First and foremost, Blood Year is a 'mea culpa' from a policy insider who, as much as any other single figure, helped craft US counterterrorism policy from 2005 onward. Kilcullen's "Disaggregation Theory" served as a critical corrective to US policy which had up until its formulation sought to tie the world's jihadists together under the single umbrella of terrorist, magnifying the threat rather than diminishing or defeating it. Yet as Kilcullen is the first to admit, this strategic framework also served to focus the US too closely on Al-Qaeda Central in Pakistan (especially after the start of the Obama Administration in 2009), and ignored the rise of al-Qaeda's erstwhile junior affiliate in Iraq. This, combined with the US invasion of Iraq (which Kilcullen describes as the worst strategic blunder since Hitler's 1940 invasion of the USSR) set the stage for disaster.
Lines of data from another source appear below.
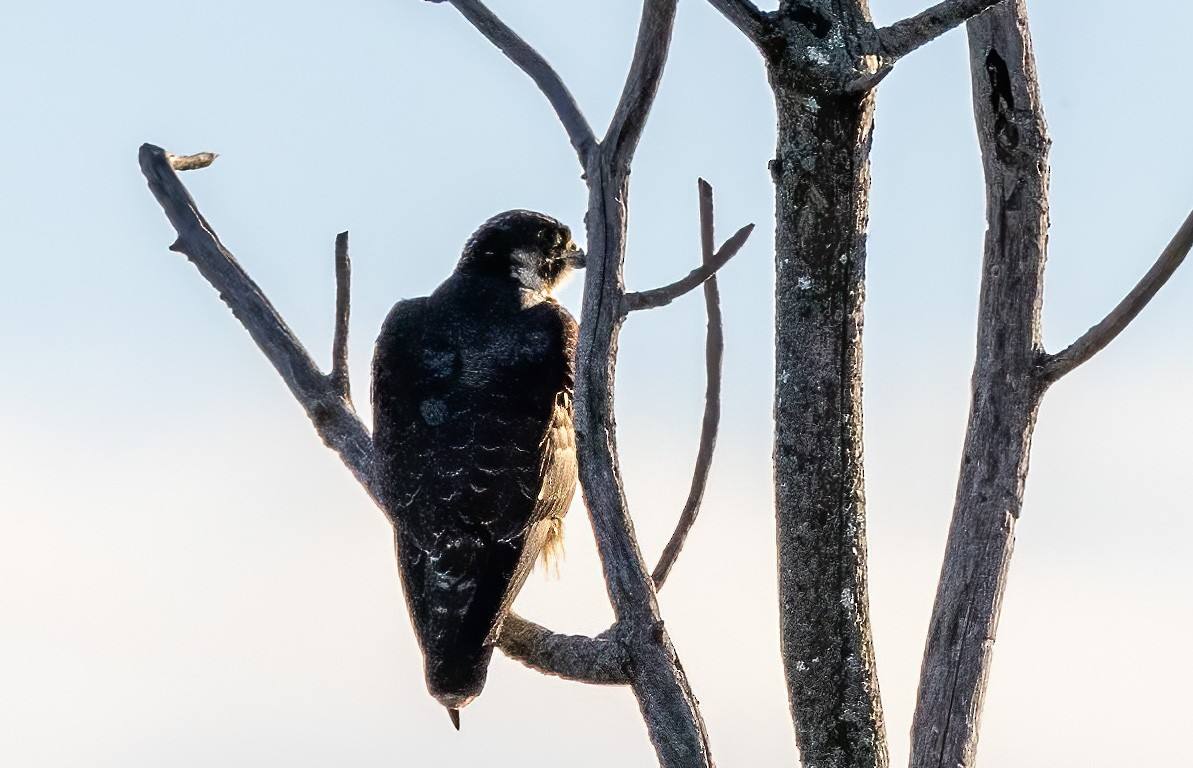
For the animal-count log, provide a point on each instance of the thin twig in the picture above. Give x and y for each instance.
(530, 61)
(1096, 338)
(334, 420)
(589, 660)
(903, 37)
(668, 293)
(342, 307)
(191, 162)
(714, 354)
(745, 16)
Kilcullen goes on to chronicle how, with US forces out of Iraq and no longer applying pressure to Iraqi PM Nuri al-Maliki to maintain an inclusive government, Iraq began a swift descent into sectarian civil war, as well as the rise of ISIS from the remnants of Al-Qaeda in Iraq combined with former Ba'athist officers and Sunni tribes disenfranchised by Maliki's increasingly pro-Shi'a policies.
The result is a swift, incisive read that stands out as the best yet written on the rise of ISIS.